В тот день Балашов съехал с кельнской квартиры своей спутницы, что на улице, которая должна вести к Богу[63], и вернулся в собственное фрехенское арендованное жилье, которое, к счастью, по-прежнему оставалось за ним. Квартира встретила хозяина зябкими белыми, в цементных пупырышках, стенами, обнадежила бутылкой пива на подоконнике, куском сыра и двумя крупными яйцами в холодильнике, обрадовала дешевым немецким бренди в шкафу. Балашов долго, пристально изучил яйца, он перекладывал их из руки в руку, взвешивал, взвешивал, а затем, распахнув окно, зачем-то вышвырнул их одно за другим. На асфальте образовались цыплячьи брызги. Их вид Игоря успокоил. Хорошее название для рассказа – яйца на асфальте. Раскупорил бренди, понюхал содержимое, потом пробку – и вылил в раковину. Трезвым рухнул в старое кресло, которое когда-то, еще «при Маше», притащил со «шперы»[64]. Кресло хрустнуло, скрипнуло, приняв тело хозяина. Тот прикрыл веки. Располнел? Пружина, которая, оказывается, изо дня в день, неделю за неделей, месяц за месяцем, год за годом по чуть-чуть сжималась в сердце, разом получила свободу и принялась распрямляться, побуждая распороть холст прежнего бытования, совершить подвиг и, грозя своим стремлением к несжатости, разорвать орган души. Игорь сидел с закрытыми глазами недолго. Страх вот так, от разрыва сердца взять и умереть, охватил его, и он поднялся, принялся бродить по комнате, наконец, взял с полки собственную книгу, пролистал… и выкинул ее в окно. Вон она, в мягком переплете, покоится на асфальте, неподалеку от несостоявшихся цыплят. Книга раскрыта. Ветерок бережно шевелит странички. Так старший брат поглаживает волосики на голове малышки-сестрички. А что, если и самому – вслед за книгой? Осуществить не самоубийство, нет, а самоликвидацию? Разделить ее судьбу, вернее, наоборот, дополнить, сложить со своей. Но на каком рассказе она останется раскрытой? На самом бездарном рассказе!

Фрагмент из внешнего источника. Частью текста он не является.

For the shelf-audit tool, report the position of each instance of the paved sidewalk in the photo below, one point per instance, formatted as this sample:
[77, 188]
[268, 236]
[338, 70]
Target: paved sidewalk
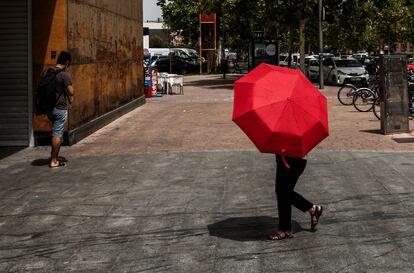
[174, 186]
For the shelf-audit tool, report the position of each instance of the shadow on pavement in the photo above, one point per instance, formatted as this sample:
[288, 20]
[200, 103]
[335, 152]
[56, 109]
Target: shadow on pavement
[8, 151]
[247, 228]
[219, 83]
[373, 131]
[45, 161]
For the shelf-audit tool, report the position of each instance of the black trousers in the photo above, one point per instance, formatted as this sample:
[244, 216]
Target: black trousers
[286, 179]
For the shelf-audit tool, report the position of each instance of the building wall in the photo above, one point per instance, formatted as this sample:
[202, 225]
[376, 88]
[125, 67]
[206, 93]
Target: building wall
[50, 28]
[105, 40]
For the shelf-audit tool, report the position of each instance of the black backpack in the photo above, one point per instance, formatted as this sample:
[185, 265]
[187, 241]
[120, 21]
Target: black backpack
[46, 95]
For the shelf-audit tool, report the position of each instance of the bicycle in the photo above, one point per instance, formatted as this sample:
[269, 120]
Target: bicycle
[364, 98]
[346, 94]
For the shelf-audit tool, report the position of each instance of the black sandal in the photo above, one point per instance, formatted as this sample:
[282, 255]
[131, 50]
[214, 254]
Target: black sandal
[315, 216]
[279, 236]
[60, 164]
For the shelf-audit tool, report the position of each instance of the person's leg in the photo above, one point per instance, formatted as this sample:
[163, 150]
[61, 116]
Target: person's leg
[299, 201]
[59, 121]
[54, 154]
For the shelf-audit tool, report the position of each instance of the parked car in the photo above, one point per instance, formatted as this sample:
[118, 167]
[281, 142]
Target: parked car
[180, 64]
[338, 71]
[312, 68]
[284, 59]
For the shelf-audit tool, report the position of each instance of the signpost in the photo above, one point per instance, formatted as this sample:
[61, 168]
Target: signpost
[393, 94]
[208, 37]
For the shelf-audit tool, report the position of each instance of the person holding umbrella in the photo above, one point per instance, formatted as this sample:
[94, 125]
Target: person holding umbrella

Балашов поместил на подоконник пиво и сам уселся в проеме окна. Ему вспомнилось, как дочь описала их с матерью встречу с Логиновым. Все они – в Москве. Даже Логинов, этот скептик и обособленец. Он с собственным сыном – там. Маша – там. Дочка – там. А он спорит с брунгильдами о том, нужна ли в природе относительность, есть ли в ней место капле лимонного экстракта, ругательное ли слово «родина»… Брунгильды водят его на привязи к кальтенбергам, как сучку на случку, а Логинов, вероятно, уже снова точит самурайский меч. Там фронт. А тут – болото. Игорь взял в руку, за узкое гладкое горлышко, бутылку. Ему захотелось и ее бросить вниз, будто это не бутылка, а граната. И в кого кинуть… «Получи, фашист, гранату от советского солдата!» Чушь, какая-то несусветная чушь. При чем тут эта считалочка из других, несуществующих времен? Из каких недр памяти она извлечена во имя экзистенциального спора с брунгильдами?
В дверь позвонили. Звук, настойчивый как дрель, заставил Балашова вздрогнуть и вернуть бутылку на то место, где обозначился темный кругляш. Игорь проследовал в коридор и отпер замок. На пороге – двое. Полиция. Молоденькая служащая с дутой верхней губой и строгий коротконогий турок. Тело – бугры мышц. Щеки оттянуты к плечам. Силач. Штангист или качок.
– Добрый день. Что у вас? Поступил сигнал, что вы нарушаете общественный порядок. Мы зайдем? – вежливо и даже ласково обратилась к Игорю губастая девица. Она местная, из Кельна. «Ишь дишь».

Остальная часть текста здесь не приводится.